Ask HN: Can technology increase accountability? - devchris10
Wondering how we can increase &quot;skin in the game&quot; and accountability for politicians, governments, and companies...
======
pedrofornaza
Ive always though about something like a project planning. They have to submit
the project (proposals) before election and once elected, update their status,
giving feedback later. And maybe even a kind of point systems, where if they
dont get a minimum, they are out and we elect another one for the position.

Something like this: I want to make illegal to ride bikes. So i have to draft
the law, maybe meet someone against and in favor, redo if needed, pass by
review, submit it to the congress (or whatever), work on the "comments" made
at the discussion, etc.

Each of these steps are kind of "taks" in the sense of the project, and so,
trackable. All can be done through technology and can even have some kind of
automatic test of acceptance. And it can be acessible to everyone.
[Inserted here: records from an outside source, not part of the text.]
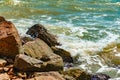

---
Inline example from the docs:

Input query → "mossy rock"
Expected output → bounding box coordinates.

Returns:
[62,69,91,80]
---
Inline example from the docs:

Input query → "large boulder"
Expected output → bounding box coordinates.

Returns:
[91,73,110,80]
[0,19,21,57]
[14,54,62,72]
[14,38,63,71]
[23,38,53,59]
[26,24,60,46]
[27,72,65,80]
[14,54,43,71]
[98,43,120,66]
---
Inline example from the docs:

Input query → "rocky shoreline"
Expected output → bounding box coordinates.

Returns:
[0,16,110,80]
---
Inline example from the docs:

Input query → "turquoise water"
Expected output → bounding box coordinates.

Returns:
[0,0,120,77]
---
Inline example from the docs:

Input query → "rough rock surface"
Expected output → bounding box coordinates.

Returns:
[0,21,21,57]
[51,47,73,63]
[23,38,53,59]
[28,72,65,80]
[91,73,110,80]
[26,24,60,46]
[23,38,64,71]
[0,73,10,80]
[62,69,91,80]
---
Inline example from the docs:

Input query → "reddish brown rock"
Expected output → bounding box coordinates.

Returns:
[62,69,91,80]
[26,24,60,46]
[28,72,65,80]
[0,21,22,57]
[0,73,10,80]
[51,47,73,63]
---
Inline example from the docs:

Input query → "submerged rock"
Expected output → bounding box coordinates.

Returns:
[21,36,34,45]
[28,71,65,80]
[14,54,43,71]
[0,73,10,80]
[23,38,53,59]
[51,47,73,63]
[26,24,60,46]
[0,18,22,57]
[14,38,63,71]
[14,54,62,72]
[62,69,91,80]
[91,73,110,80]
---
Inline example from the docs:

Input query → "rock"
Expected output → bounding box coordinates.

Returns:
[0,59,7,67]
[14,54,63,72]
[51,47,73,63]
[21,36,34,44]
[0,21,22,58]
[62,69,91,80]
[31,72,65,80]
[14,54,43,71]
[26,24,60,47]
[0,73,10,80]
[98,48,120,66]
[23,38,53,59]
[91,73,110,80]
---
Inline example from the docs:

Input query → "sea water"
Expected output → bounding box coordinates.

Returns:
[0,0,120,80]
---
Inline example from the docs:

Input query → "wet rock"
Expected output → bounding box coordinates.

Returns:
[26,24,60,46]
[23,38,63,71]
[31,72,65,80]
[14,54,43,71]
[0,59,7,67]
[98,42,120,67]
[91,73,110,80]
[21,36,34,44]
[62,69,91,80]
[0,73,10,80]
[51,47,73,63]
[23,38,53,59]
[14,54,63,72]
[0,21,21,58]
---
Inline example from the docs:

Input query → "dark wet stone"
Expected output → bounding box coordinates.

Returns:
[91,73,110,80]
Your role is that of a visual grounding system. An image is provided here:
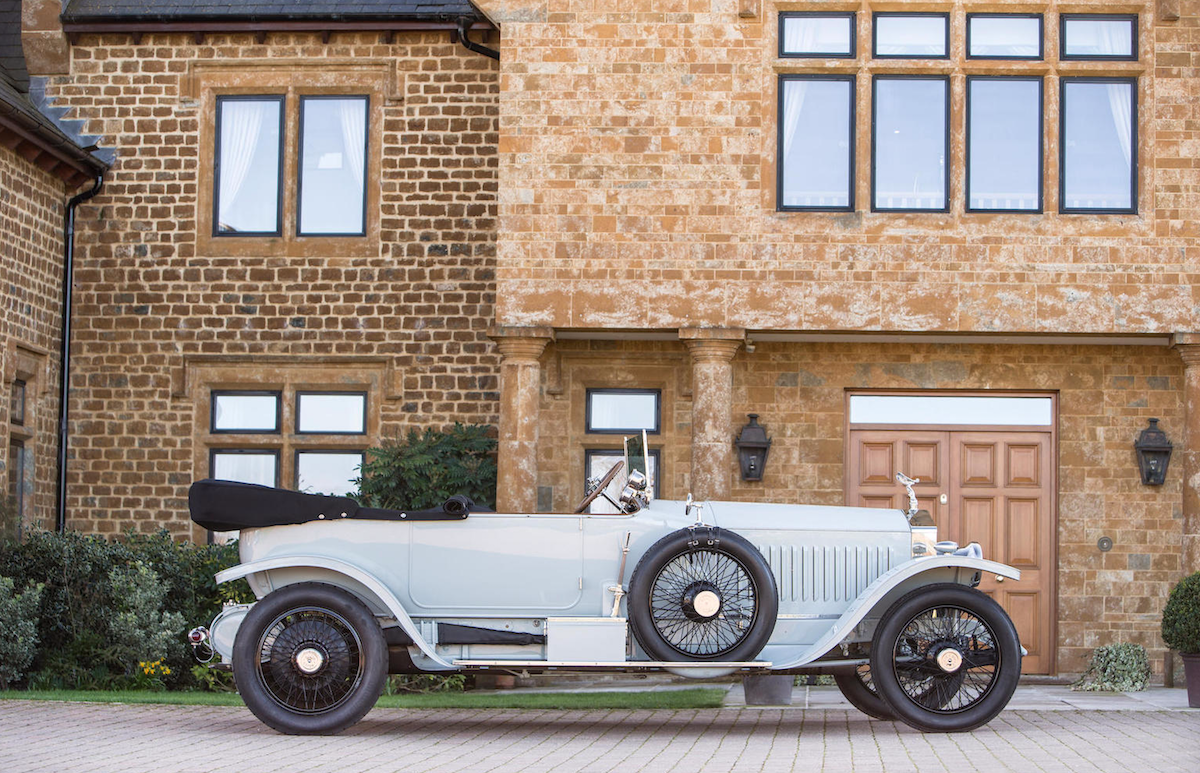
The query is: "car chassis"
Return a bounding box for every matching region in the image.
[188,437,1024,733]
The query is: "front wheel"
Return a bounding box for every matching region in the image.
[233,582,388,735]
[871,583,1021,732]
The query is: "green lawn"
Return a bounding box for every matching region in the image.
[0,688,725,709]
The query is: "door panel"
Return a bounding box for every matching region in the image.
[846,427,1056,673]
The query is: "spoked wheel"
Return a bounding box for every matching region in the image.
[833,665,896,720]
[233,582,388,733]
[629,527,779,660]
[871,585,1021,732]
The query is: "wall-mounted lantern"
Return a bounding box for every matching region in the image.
[733,413,770,480]
[1133,419,1174,486]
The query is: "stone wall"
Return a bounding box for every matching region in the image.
[36,32,497,534]
[480,0,1200,332]
[0,148,65,528]
[539,341,1183,673]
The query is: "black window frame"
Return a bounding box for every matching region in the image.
[292,447,367,496]
[209,447,283,489]
[583,387,662,435]
[1058,13,1140,61]
[1058,76,1138,215]
[779,11,858,59]
[212,94,287,239]
[293,389,371,437]
[209,389,283,435]
[871,73,953,214]
[871,11,950,60]
[962,76,1046,215]
[295,94,371,239]
[775,73,858,212]
[965,13,1046,61]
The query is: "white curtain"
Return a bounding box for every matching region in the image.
[338,100,367,187]
[1096,23,1133,166]
[217,100,274,226]
[784,19,817,164]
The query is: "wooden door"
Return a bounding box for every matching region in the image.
[846,429,1056,673]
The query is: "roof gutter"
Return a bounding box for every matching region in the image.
[55,170,104,533]
[458,16,500,61]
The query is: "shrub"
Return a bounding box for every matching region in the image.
[0,576,42,689]
[354,424,496,510]
[108,561,186,678]
[0,531,253,689]
[1163,571,1200,654]
[1070,642,1150,693]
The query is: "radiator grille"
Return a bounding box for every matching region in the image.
[757,545,894,603]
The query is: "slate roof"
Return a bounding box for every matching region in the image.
[62,0,480,23]
[0,0,29,91]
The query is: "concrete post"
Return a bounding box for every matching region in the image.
[1174,332,1200,575]
[488,328,554,513]
[679,328,745,501]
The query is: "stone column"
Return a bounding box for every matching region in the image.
[488,328,554,513]
[679,328,745,501]
[1172,332,1200,574]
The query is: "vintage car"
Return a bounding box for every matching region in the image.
[190,439,1024,733]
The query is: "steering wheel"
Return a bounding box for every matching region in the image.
[575,461,625,515]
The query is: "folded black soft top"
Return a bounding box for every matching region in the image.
[187,480,484,532]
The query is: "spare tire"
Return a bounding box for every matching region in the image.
[629,526,779,661]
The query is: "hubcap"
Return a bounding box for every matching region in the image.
[937,647,962,673]
[295,647,325,673]
[691,591,721,617]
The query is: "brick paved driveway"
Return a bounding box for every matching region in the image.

Anyway, it is just an idea. Never thought about that very deeply, and even the
example may be wrong in steps haha.

------
muzani
The cash register was used as a way to prevent theft. It seems so obvious now
because it's everywhere, but this was once high tech.

I think technology can definitely do the same. We've got Charity Navigator
auditing charities to keep them on track, or at least helping people funnel
their donations to the right charities. Something similar could work for
politicians, it's just a matter of time and donations for someone (else) to do
it.

------
kleer001
I'm sad to think "No." only because it seems to me to come down to a
combination of education (make people trust your information and get it in
front of people), money (to pay the lawyers and pay for education), and
charisma (that kind that cult leaders have, but in this case used for good).